As COPD becomes more advanced, sometimes the lungs develop “air trapping”, where because the lungs become stretched out, they don’t empty old air from breathing as well as they should. This also means that the most diseased parts of the lungs, which don’t exchange air when we breathe, take up more space in the chest, and prevent healthier parts of the lung from working as well. When this happens, people feel more short of breath and have less endurance to do activities and exercise than they did before they developed COPD. This can be quite debilitating, and even medication and oxygen may not alleviate the shortness of breath completely.
In some people, the severe emphysema (diseased, stretched out lung) is found only in certain parts of the chest, rather than evenly distributed throughout it. One treatment for this advanced type of lung disease is to either block off or remove the diseased part of the lung to allow more room in the chest for the healthier part of the lung to expand and exchange air. This can be done through special procedures and surgeries, including bronchoscopic lung volume reduction or lung volume reduction surgery.

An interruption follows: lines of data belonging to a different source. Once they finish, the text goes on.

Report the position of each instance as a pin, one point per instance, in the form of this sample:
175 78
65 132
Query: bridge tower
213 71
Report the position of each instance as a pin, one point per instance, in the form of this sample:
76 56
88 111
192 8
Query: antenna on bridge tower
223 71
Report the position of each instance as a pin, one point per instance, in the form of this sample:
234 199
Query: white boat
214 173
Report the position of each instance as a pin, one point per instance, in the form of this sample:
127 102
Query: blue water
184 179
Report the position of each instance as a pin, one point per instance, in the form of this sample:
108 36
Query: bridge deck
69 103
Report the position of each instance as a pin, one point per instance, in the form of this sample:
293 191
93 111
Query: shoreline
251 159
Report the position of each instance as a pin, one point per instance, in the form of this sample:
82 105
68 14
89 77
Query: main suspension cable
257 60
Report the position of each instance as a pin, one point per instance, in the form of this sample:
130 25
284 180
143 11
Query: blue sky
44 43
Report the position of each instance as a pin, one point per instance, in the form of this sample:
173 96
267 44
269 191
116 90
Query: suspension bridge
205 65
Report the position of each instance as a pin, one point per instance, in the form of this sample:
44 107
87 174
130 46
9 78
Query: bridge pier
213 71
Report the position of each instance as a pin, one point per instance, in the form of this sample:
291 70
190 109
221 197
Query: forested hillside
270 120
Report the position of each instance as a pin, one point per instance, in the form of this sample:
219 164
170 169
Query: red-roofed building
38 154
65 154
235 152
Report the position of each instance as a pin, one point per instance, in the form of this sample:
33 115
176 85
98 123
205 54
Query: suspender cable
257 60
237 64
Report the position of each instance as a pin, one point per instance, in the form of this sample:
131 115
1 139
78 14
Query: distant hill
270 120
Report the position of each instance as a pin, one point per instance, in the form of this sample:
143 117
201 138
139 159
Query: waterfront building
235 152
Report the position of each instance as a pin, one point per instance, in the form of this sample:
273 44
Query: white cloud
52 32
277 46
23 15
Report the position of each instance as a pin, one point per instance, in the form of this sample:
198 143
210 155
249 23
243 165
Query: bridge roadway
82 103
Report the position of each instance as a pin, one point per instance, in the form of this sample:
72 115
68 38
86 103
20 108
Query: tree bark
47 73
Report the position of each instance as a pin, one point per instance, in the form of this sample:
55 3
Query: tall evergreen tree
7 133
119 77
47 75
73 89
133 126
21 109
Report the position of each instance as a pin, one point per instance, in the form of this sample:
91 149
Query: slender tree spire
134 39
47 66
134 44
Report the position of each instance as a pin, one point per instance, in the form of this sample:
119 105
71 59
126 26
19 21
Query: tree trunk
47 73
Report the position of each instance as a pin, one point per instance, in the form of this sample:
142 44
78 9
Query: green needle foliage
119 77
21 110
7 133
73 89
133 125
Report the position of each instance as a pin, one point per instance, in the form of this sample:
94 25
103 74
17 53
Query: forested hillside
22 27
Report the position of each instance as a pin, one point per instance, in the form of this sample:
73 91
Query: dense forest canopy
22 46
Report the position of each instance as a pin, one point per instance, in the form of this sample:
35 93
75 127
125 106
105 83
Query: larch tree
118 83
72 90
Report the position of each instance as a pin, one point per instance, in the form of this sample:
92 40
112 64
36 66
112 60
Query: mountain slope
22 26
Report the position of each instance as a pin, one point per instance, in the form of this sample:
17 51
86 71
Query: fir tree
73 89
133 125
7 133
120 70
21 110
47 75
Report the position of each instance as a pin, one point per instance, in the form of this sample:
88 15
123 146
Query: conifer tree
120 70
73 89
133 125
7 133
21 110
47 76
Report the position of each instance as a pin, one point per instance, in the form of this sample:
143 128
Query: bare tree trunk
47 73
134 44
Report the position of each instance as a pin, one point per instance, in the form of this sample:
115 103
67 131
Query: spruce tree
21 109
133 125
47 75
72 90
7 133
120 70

In bronchoscopic lung volume reduction, our interventional pulmonologists use a small, flexible camera to go into the lung through the mouth and windpipe and place tiny one-way valves into the parts of the lung that are trapping air. This lets air out of these parts but prevents new air from going in and being trapped. Over time, the trapped air works its way out of the lung, making more room in the chest for the healthier parts of the lung to re-expand and breathe. In lung volume reduction surgery, our thoracic surgeons remove the most diseased part of the lung so that air is not trapped in the chest as badly and lung function can improve.
UCLA is an expert center in both of these types of procedures, and runs a multidisciplinary conference of surgeons, radiologists, and lung disease doctors to determine the safest and best approach for patients who may benefit from one of these procedures. To learn more about our lung volume reduction program, schedule an appointment with our COPD clinic.
In some patients with very severe COPD, lung transplant may be the only option to improve quality and/or length of life. The UCLA COPD Program partners closely with the UCLA Lung Transplant Program to help determine who may benefit from lung transplantation and to help manage patients with advanced COPD prior to transplant.